The report was published days after the Switzerland-based investment banking giant UBS agreed to purchase Credit Suisse for more than $3 billion as the latter firm faced growing questions about its financial health amid fears of a broader banking crisis.
Wyden said Wednesday that Credit Suisse's "pending acquisition does not wipe the slate clean," urging the U.S. Justice Department to follow through on its pledge to "crack down on corporate offenders, particularly repeat offenders like Credit Suisse."
"In addition to a significant penalty for the bank, the individual bankers involved in these schemes must also face criminal investigation," Wyden added. "It simply makes no sense to allow the bankers who have their hands on these hidden accounts and enable tax evasion to get away scot-free. Finally, the cases detailed in this investigation are textbook examples of why Democrats gave the IRS new funding for enforcement. Republican budget cuts have decimated the IRS's ability to root out this kind of offshore tax evasion scheme, but Democrats are committed to stepping up enforcement against wealthy tax cheats."
In total, the Senate Finance Committee said it found evidence that Credit Suisse helped potentially more than two dozen American families hide upwards of $700 million at the bank after the 2014 plea agreement with the Justice Department.
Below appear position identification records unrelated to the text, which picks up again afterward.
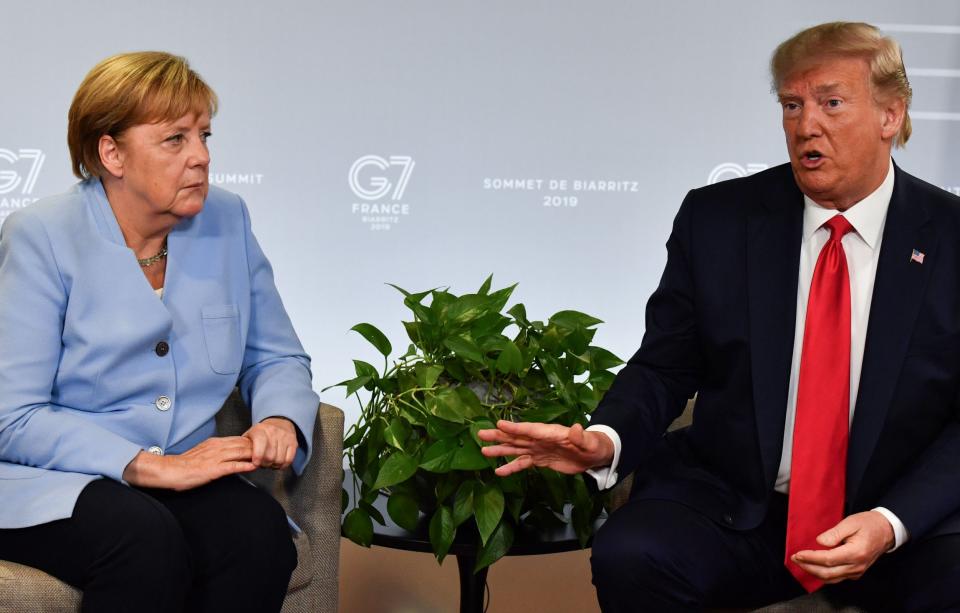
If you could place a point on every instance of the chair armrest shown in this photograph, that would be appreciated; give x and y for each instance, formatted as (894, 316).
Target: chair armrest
(314, 496)
(312, 499)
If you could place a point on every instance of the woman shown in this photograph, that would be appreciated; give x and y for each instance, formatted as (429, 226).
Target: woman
(140, 300)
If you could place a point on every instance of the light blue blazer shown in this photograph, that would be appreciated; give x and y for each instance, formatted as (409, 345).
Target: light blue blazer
(83, 386)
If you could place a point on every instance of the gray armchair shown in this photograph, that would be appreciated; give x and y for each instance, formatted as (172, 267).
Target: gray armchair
(812, 603)
(311, 500)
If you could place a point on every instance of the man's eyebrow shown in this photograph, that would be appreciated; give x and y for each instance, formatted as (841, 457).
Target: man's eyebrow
(828, 88)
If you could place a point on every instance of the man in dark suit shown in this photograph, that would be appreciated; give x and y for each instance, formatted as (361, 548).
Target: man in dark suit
(814, 309)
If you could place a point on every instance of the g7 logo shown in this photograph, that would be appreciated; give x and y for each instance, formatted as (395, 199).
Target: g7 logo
(11, 179)
(378, 186)
(732, 170)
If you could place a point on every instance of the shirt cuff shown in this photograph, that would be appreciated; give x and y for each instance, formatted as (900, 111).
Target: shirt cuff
(606, 477)
(900, 534)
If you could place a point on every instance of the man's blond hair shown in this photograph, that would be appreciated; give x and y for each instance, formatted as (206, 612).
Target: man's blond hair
(888, 77)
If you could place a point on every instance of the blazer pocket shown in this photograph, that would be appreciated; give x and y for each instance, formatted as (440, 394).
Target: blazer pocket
(221, 334)
(934, 345)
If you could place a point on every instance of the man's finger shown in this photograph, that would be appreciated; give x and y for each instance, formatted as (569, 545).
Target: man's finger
(827, 558)
(496, 451)
(839, 533)
(259, 442)
(497, 436)
(830, 574)
(533, 430)
(521, 463)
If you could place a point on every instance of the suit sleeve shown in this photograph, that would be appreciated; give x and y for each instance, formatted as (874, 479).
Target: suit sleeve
(275, 379)
(653, 388)
(33, 431)
(930, 491)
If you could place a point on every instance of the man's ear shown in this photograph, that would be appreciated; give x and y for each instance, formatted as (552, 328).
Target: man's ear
(893, 112)
(111, 157)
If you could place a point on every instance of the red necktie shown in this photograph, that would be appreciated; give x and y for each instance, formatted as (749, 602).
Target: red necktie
(819, 463)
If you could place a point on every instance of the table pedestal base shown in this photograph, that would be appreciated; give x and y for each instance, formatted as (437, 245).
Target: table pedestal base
(471, 584)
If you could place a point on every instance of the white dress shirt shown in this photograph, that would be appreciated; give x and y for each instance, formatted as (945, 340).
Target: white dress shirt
(862, 248)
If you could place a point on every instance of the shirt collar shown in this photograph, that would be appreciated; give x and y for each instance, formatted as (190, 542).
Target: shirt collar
(866, 216)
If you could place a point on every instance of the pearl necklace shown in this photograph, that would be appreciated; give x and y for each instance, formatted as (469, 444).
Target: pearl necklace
(153, 259)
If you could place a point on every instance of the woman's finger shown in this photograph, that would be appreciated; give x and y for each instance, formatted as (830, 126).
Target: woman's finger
(259, 441)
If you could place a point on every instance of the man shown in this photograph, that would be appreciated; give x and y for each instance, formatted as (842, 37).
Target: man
(814, 309)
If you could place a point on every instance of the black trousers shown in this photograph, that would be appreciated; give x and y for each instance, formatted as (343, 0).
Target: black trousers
(225, 546)
(661, 556)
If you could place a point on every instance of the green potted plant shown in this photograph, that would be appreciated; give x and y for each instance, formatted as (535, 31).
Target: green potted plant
(470, 363)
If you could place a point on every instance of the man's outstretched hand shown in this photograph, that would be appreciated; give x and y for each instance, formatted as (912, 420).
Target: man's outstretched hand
(566, 450)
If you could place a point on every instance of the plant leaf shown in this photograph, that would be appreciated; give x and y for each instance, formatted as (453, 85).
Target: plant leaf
(463, 502)
(485, 288)
(499, 298)
(470, 404)
(488, 509)
(481, 424)
(438, 457)
(397, 433)
(442, 531)
(402, 508)
(601, 359)
(427, 375)
(365, 369)
(464, 348)
(545, 412)
(398, 467)
(468, 307)
(375, 337)
(373, 512)
(519, 313)
(468, 456)
(446, 404)
(356, 435)
(355, 384)
(358, 527)
(572, 320)
(441, 428)
(510, 359)
(496, 547)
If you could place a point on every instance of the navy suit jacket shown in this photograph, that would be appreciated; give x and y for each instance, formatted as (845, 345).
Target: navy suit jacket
(721, 325)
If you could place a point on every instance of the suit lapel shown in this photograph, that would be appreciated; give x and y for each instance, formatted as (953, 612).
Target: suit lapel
(896, 302)
(774, 232)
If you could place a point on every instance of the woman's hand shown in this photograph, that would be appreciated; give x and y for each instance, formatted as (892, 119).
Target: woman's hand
(274, 442)
(213, 458)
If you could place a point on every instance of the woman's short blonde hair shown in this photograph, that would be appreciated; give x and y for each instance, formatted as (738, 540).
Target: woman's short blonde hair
(129, 89)
(888, 76)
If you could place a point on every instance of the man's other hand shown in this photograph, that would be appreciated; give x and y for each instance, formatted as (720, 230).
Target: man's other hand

Citing two former Credit Suisse employees, CNBCreported Wednesday that "although the bank did disclose and close many American accounts after its 2014 plea agreement, some bankers worked with high net worth clients to keep certain Americans at the bank, by changing the nationalities listed on their accounts and ignoring evidence that the account holders were Americans."
"In other cases, they helped American clients move money to other banks, without reporting those transfers to U.S. authorities," the outlet added.